結婚して、何の問題もなく、普通にイタリアで生活していたかもしれません。

そうでなくても、近頃は、同性同士の婚姻や、それに相当する制度などが認められるようになってきました。
しかし、そういった関係にある場合、お互いに恋愛感情を持っている、と認識されるのが一般的でしょう。ところが、二人は相手にそのような感情を抱いてはいないのでした。

赤毛のでかい男は、女の子が大好きです。
好みの女性を見かけては、「彼女の後ろ姿、たまらないな。あの尻を見てると頭がおかしくなりそうだ」などと言い、特に気に入った子には声をかけて、うまくいけば二人でどこかへ出かけたりしています。

一方、黒髪の美青年には、恋愛感情そのものがありませんでした。女性に対しても、男性に対しても、尻を見て頭がおかしくなりそうになることはないのです。
黒髪は生殖器官に先天性の奇形があるため、それ関係の感情も全滅しているのかもしれない、と、ある人は言いました。
また、幼い頃、同性のいとこに性的ないたずらをされたことがあり、防衛機制のためにそういった感情がなくなったのではないか、と言う人もいましたが、本当のところは彼自身にもわからないままなのです。

黒髪の美青年が、そのような感情がないことで苦しむことはありませんでしたが、それでも、ときどき考えてしまいます。
恋愛感情さえあれば、来週も、再来週も、その先もずっと、赤毛のでかい男と一緒にピザを食べながらチェスをしたり、彼のピアノ伴奏で歌ったり、公園でハトを追いかけ回したりできたかもしれないのに...と。

ある晴れた日曜日。黒髪の美青年は赤毛のでかい男と公園へ散歩に出かけました。

池のそばをゆっくりと歩きつつ、並んで泳ぐ水鳥を見ながら、昔どこかで聞いて、今でも頭に残っている『親友に抱く感情が好きに近い』というフレーズについてぼんやり考えていると、小さな男の子が父親に手を引かれ、こちらへ向かって歩いてきました。

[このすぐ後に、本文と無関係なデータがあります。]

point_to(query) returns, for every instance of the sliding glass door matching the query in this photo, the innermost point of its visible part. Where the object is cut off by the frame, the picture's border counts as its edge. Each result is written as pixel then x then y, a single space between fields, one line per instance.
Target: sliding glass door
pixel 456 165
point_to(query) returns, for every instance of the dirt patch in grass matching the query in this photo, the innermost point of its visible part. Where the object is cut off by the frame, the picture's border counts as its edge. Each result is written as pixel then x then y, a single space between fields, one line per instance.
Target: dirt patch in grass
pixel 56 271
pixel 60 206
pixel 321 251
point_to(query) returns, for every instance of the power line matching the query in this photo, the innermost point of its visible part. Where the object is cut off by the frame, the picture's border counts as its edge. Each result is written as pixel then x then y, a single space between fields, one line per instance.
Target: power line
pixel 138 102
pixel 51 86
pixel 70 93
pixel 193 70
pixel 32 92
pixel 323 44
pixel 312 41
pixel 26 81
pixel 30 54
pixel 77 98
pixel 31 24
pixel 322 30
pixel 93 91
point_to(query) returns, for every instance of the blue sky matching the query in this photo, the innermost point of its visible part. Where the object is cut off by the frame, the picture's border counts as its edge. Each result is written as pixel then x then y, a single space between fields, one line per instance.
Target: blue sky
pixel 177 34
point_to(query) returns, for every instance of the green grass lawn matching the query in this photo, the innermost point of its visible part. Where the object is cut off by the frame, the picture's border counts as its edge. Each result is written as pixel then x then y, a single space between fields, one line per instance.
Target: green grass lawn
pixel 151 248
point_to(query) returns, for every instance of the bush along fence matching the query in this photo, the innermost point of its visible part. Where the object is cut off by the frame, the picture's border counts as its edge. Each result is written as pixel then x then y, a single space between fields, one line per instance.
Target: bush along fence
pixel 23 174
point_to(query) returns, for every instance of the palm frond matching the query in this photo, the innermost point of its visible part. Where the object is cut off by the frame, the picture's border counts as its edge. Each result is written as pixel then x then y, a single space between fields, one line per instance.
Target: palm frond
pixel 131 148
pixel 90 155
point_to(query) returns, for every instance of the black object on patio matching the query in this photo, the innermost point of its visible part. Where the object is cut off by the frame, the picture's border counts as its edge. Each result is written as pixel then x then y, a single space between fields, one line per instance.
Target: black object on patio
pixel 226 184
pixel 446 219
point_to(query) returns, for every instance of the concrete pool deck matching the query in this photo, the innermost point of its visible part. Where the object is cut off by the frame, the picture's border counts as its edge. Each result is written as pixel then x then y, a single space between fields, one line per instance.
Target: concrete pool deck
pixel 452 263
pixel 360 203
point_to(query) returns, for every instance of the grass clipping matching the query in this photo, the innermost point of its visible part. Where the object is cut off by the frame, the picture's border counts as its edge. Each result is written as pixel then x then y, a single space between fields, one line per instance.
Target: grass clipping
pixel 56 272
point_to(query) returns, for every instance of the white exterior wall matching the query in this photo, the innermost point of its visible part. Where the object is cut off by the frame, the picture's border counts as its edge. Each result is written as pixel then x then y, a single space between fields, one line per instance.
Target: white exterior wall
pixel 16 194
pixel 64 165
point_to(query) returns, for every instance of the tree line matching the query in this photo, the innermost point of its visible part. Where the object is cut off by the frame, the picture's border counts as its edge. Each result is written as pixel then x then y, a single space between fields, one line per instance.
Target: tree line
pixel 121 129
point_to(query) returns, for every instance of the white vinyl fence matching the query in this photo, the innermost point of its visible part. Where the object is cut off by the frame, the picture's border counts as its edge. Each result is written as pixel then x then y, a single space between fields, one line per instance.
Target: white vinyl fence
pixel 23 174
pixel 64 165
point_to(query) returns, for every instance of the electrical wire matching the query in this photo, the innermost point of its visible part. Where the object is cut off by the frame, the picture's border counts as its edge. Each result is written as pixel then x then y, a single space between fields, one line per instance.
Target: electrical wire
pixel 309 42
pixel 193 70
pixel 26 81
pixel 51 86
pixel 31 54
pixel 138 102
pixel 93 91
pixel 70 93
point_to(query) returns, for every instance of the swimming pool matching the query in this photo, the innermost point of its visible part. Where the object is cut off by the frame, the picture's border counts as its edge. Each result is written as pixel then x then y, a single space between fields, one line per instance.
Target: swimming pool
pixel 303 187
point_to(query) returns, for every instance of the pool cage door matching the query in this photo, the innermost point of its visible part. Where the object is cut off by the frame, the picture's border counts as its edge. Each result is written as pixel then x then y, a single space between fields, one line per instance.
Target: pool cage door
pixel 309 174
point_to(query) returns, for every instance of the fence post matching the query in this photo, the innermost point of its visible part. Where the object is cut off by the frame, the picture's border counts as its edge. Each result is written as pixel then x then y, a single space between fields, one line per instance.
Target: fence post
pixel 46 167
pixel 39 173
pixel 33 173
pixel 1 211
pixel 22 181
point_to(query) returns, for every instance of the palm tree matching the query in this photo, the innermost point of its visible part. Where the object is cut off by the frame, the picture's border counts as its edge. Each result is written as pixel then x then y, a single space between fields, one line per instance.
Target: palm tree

それを見つめていた赤毛が、親子が通り過ぎると、黒髪の隣で呟きます。
「かわいいね。君も昔はあんな感じだったなぁ...」

「...僕が初めてイタリアに来たのは、今と同じ身長になってからなんだけど」

「そうだっけ...? まぁいいや。さぁ、ヒュラス、そろそろ帰ろう。俺、このあとステファーニアと約束があるんだよ」

黒髪の美青年は、ヒュラスってどういうことだよ、と聞きたい気持ちをぐっと抑え、代わりに、
「ステファーニアって誰だよ」と言い、歩みを速めた赤毛のでかい男を追います。
そして、彼の大きな背中を眺めながら、きっと誰も「友達」を定義づけることなどできない、と思ったのでした。